The Web has blown documents apart. It treats tightly bound volumes like a collection of ideas--none longer than can fit on a single screen--that the reader can consult in the order she or he wants, regardless of the author's intentions. It makes links beyond the document's covers an integral part of every document. What once was literally a tightly bound entity has been ripped into pieces and thrown into the air.
What the Web has done to documents it is doing to just about every institution it touches.
The conversation I believe we need to have is about what the Web is showing us about ourselves. What is true to our nature and what only looked that way because it was a response to a world that was, until now, the only one we had?
We're falling into email relationships that, stretching themselves over years, imperceptibly deepen, like furrows worn into a stone hallway by the traffic of slippers. We're falling into groups that feel sometimes like parties and sometimes like battles.
The real problem we face with the Web is not understanding the anomalies but facing how deeply weird the ordinary is.
The Web is a world we've made for one another. It can be understood only within a web of ideas that includes our culture's foundational thoughts, with human spirit lingering at every joining point.
The Web is...like a collective, global work of literature. Or a dream.
The Web...reminds us that the fundamental unit of time isn't a moment, it's a story, and the string that holds time together isn't the mere proximity of moments but our interest in the story.
A story...keeps us in thrall by promising us an ending that was there, hiding, in the beginning all along.
The imperfection of the Web isn't a temporary lapse; it's a design decision. It flows directly from the fact that the Web is unmanaged and uncontrolled so that it can grow rapidly and host innovations of every sort. The designers weighed perfection against growth and creativity, and perfection lost. The Web is broken on purpose.
What would it mean for us to be a member of a group, even a mass group like the public, without giving up our individuality? What would it mean if we could replace the faceless masses with face-ful masses? Thanks to the Web, we're in the process of finding out.
...the Web is about _groups_--people who, in one way or another, can look into one another's eyes. Groups are the heart of the Web.
It would be ironic...if the Web, a world our bodies cannot enter, were to return knowledge to the truths of the body: tied to an individual, oriented by a particular viewpoint, rooted in passion. But, then, irony is the Web's middle name.

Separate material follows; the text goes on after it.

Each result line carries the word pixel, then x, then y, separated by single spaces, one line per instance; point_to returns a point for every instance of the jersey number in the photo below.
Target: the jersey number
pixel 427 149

The knowledge worth listening to--that is worth developing together--comes from bodies, for only bodies (as far as we can tell) are capable of passionate attention, and only embodied creatures, their brains and sinews swaddled in fat and covered with skin, can write the truth in a way worth reading.
...what makes the real world real is that it lacks the characteristics that make the Web the Web. The Web is a social place that we humans constructed voluntarily out of a passion to show how the world looks to us. The real world is that which is apart from us; things of the real world are independent of the way we 'happen' to take them and the passion that we bring to them. The Web has hit our culture with a force unlike that of any modern technology because of this disjunction. Our passion for the Web is, in a sense, our passion for passion itself.
Realism is strong medicine that must be used cautiously because it suspends ways of thinking that are essential components of human existence such as dreaming, imagining, supposing, wishing, and hoping. Worse, it presents a view of our relationship to the world that misses the heart of that relationship.
Our default realism is a wildly, even insanely, inaccurate description of human life. The virtual world of the Web exposes more clearly the truth of our everyday lives. That is why the Web--this disruptive technology, this oddball world--feels so familiar and so welcome.
The Web will have its deepest effect as an idea.
...when you get off the trampoline, the ground doesn't feel bouncy enough. The Web is a powerful experience for many of us because it gives us a place free of what has been holding back our better selves. Much, but not all, of that experience can be transferred to the real world. A combination of habit, custom, economics, politics, and law will determine exactly how much and in what form the real world will change.
We can even formulate it as an overly tidy 'law': A culture's excitement about the Web is directly proportional to that culture's alienation from its everyday experience.
On the Web, there's no land beneath us, no planet spinning us, no sky beckoning to us. All that holds us together is what we're interested in, what matters to us, what we care about.
We are sympathetic, thus moral. We are caring, thus social. These facts are easy to miss in the real world where we can blame space and geography for our involvement with others. On the Web we have no one to blame but ourselves.